In the light edging around the blanket suspended across the window, Ryan’s eyes were drawn first to the corkboard mounted above the fireplace, and the photographs pinned to it. From the threshold he could make out several black and white images of Otto Skorzeny, two of them portraits, the rest taken from a distance, candid shots of the Austrian in the city or on his farm.
Ryan stepped into the room and approached the board. He scanned the rest of the photographs, some he recognised, others he didn’t, but each image carried the name of its subject. Hakon Foss, Célestin Lainé, Catherine Beauchamp, Johan Hambro, Alex Renders.
All of them dead except for Skorzeny and Lainé.
In the top corner, a hand-drawn map of the land surrounding Skorzeny’s home, lines of attack drawn in red, each marked with a name: Carter, Wallace, Gracey, MacAuliffe.
Four names.
He had only seen three men enter or leave the house. Where was the fourth?
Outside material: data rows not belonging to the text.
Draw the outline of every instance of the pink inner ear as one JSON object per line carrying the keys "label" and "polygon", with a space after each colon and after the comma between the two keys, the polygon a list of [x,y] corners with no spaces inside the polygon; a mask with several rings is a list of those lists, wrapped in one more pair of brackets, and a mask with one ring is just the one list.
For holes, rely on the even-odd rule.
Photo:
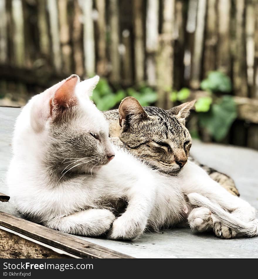
{"label": "pink inner ear", "polygon": [[66,80],[55,93],[53,104],[67,107],[74,105],[76,103],[74,89],[78,82],[77,76],[73,76]]}

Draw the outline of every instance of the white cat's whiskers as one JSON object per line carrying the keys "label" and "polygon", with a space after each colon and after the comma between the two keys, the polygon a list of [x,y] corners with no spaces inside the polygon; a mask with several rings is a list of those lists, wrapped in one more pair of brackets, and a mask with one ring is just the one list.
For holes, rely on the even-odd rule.
{"label": "white cat's whiskers", "polygon": [[91,175],[92,176],[92,171],[93,170],[93,169],[94,167],[96,166],[96,165],[97,165],[97,163],[96,163],[91,169]]}
{"label": "white cat's whiskers", "polygon": [[[63,177],[63,176],[64,176],[64,175],[67,172],[69,171],[70,171],[73,168],[75,168],[75,167],[77,167],[77,166],[79,166],[80,165],[82,165],[82,164],[86,164],[86,163],[88,163],[89,162],[90,162],[91,161],[92,161],[93,160],[94,160],[94,159],[91,159],[91,160],[85,160],[85,161],[83,161],[82,162],[80,162],[79,163],[77,164],[77,165],[76,165],[75,166],[73,166],[71,168],[70,168],[69,170],[68,170],[65,173],[64,173],[64,174],[63,174],[62,176],[61,176],[61,177],[59,178],[59,181],[60,181],[61,179],[61,178]],[[96,165],[97,164],[96,164]],[[95,166],[96,166],[96,165],[95,165]]]}
{"label": "white cat's whiskers", "polygon": [[[69,164],[69,165],[68,165],[68,166],[66,166],[64,168],[64,169],[62,171],[62,172],[61,173],[61,174],[62,173],[63,173],[64,171],[65,171],[65,169],[66,168],[67,168],[69,166],[71,166],[71,165],[72,165],[73,164],[76,164],[76,163],[78,163],[78,162],[80,162],[82,161],[83,161],[84,160],[85,160],[85,158],[84,158],[81,160],[75,160],[74,161],[70,161],[70,162],[72,162],[70,164]],[[67,162],[67,163],[70,163],[70,162]]]}

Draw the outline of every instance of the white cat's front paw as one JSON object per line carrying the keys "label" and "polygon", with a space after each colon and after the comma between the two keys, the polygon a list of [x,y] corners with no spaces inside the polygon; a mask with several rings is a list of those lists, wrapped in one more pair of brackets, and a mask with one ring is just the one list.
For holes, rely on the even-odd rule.
{"label": "white cat's front paw", "polygon": [[193,209],[188,216],[188,220],[190,227],[193,230],[202,232],[213,228],[211,212],[206,207]]}
{"label": "white cat's front paw", "polygon": [[141,235],[144,230],[147,223],[128,219],[122,215],[113,223],[108,238],[116,240],[130,240]]}
{"label": "white cat's front paw", "polygon": [[213,230],[216,236],[221,238],[228,239],[234,238],[237,235],[237,233],[232,229],[218,221],[214,223]]}

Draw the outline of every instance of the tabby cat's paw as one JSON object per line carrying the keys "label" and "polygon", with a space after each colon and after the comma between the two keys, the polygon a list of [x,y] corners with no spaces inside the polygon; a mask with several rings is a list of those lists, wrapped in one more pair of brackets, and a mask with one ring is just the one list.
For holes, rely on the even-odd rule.
{"label": "tabby cat's paw", "polygon": [[139,236],[143,232],[146,225],[130,220],[123,215],[113,223],[108,238],[111,239],[131,240]]}
{"label": "tabby cat's paw", "polygon": [[240,196],[239,192],[235,187],[229,186],[226,188],[226,189],[227,191],[228,191],[230,193],[232,194],[232,195],[233,195],[234,196],[237,196],[238,197],[239,197]]}
{"label": "tabby cat's paw", "polygon": [[218,237],[229,239],[234,238],[237,235],[236,233],[232,229],[223,225],[220,222],[215,222],[213,226],[213,231]]}
{"label": "tabby cat's paw", "polygon": [[206,207],[194,208],[188,216],[190,227],[193,230],[203,232],[212,229],[213,226],[211,212]]}

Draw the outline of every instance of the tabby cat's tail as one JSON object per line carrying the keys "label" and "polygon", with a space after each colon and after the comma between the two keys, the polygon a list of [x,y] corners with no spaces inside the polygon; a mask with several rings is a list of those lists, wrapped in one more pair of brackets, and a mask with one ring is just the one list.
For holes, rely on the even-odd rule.
{"label": "tabby cat's tail", "polygon": [[224,224],[232,229],[236,232],[249,237],[258,235],[258,220],[257,219],[249,222],[245,222],[199,194],[191,193],[188,194],[187,196],[191,203],[209,208]]}

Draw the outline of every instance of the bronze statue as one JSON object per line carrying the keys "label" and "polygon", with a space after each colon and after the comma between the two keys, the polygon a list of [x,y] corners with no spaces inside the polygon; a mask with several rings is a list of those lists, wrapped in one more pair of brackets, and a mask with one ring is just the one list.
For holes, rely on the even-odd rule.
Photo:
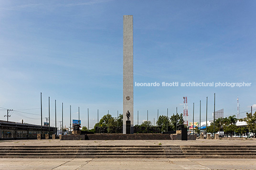
{"label": "bronze statue", "polygon": [[126,116],[127,117],[127,120],[130,120],[130,116],[131,116],[131,114],[130,114],[129,110],[127,110]]}

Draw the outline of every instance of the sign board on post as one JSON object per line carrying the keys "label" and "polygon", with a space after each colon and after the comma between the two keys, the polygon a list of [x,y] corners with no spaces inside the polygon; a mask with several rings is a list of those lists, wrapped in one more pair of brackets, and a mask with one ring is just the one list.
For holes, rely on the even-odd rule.
{"label": "sign board on post", "polygon": [[78,124],[81,125],[81,120],[75,120],[73,119],[73,126],[75,124]]}

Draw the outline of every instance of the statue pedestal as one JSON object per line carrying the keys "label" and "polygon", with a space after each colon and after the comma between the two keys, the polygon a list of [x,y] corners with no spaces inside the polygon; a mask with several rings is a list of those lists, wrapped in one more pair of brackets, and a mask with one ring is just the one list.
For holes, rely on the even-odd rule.
{"label": "statue pedestal", "polygon": [[131,120],[126,120],[126,134],[131,134]]}

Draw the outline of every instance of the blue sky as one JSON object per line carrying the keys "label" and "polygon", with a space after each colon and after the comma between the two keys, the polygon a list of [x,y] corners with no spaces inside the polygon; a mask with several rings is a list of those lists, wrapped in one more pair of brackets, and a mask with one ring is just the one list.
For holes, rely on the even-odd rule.
{"label": "blue sky", "polygon": [[[256,2],[253,0],[0,1],[0,107],[40,107],[43,118],[69,124],[80,108],[82,125],[90,128],[109,110],[122,112],[123,15],[134,19],[134,82],[251,83],[246,87],[134,87],[134,123],[160,114],[183,112],[188,97],[189,120],[202,121],[213,109],[224,116],[256,106]],[[254,108],[256,109],[256,107]],[[22,111],[40,114],[40,109]],[[38,115],[11,112],[11,121],[39,124]],[[1,120],[6,110],[0,110]],[[245,113],[241,113],[244,116]],[[51,119],[53,125],[55,120]],[[58,123],[59,125],[59,123]]]}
Ryan held his breath and listened.
Nothing stirred. If anyone was here, they would have been alerted by the breaking glass. They would have already come to investigate.
He let the air out of his lungs and continued exploring the items pinned to the board.
At the bottom, to the right, a sheet of notepaper.
Alain Borringer
Heidegger Bank
A/C 50664
Beneath the account digits, a telephone number written in a thicker pencil. Ryan guessed it to be Swiss.
The same bank Skorzeny held his funds in.
Ryan thought of Weiss. Was he everything he said he was? Or more? Could Haughey be right? Could the Mossad have some hand in this?
He toured the rest of the room. Bare floorboards. A couch facing the corkboard, two armchairs that did not match, and an upturned crate for a table in the centre, an old typewriter resting on it. A transistor radio sat on the floor in the corner. No telephone.
Ryan exited into the small hallway, no more than a yard square between the front door and the bottom of the stairs. He mounted the steps and climbed. Three doors at the top. One stood open, showing a pair of cots, thin mattresses on low metal-framed beds, the kind Ryan had slept on for much of his career.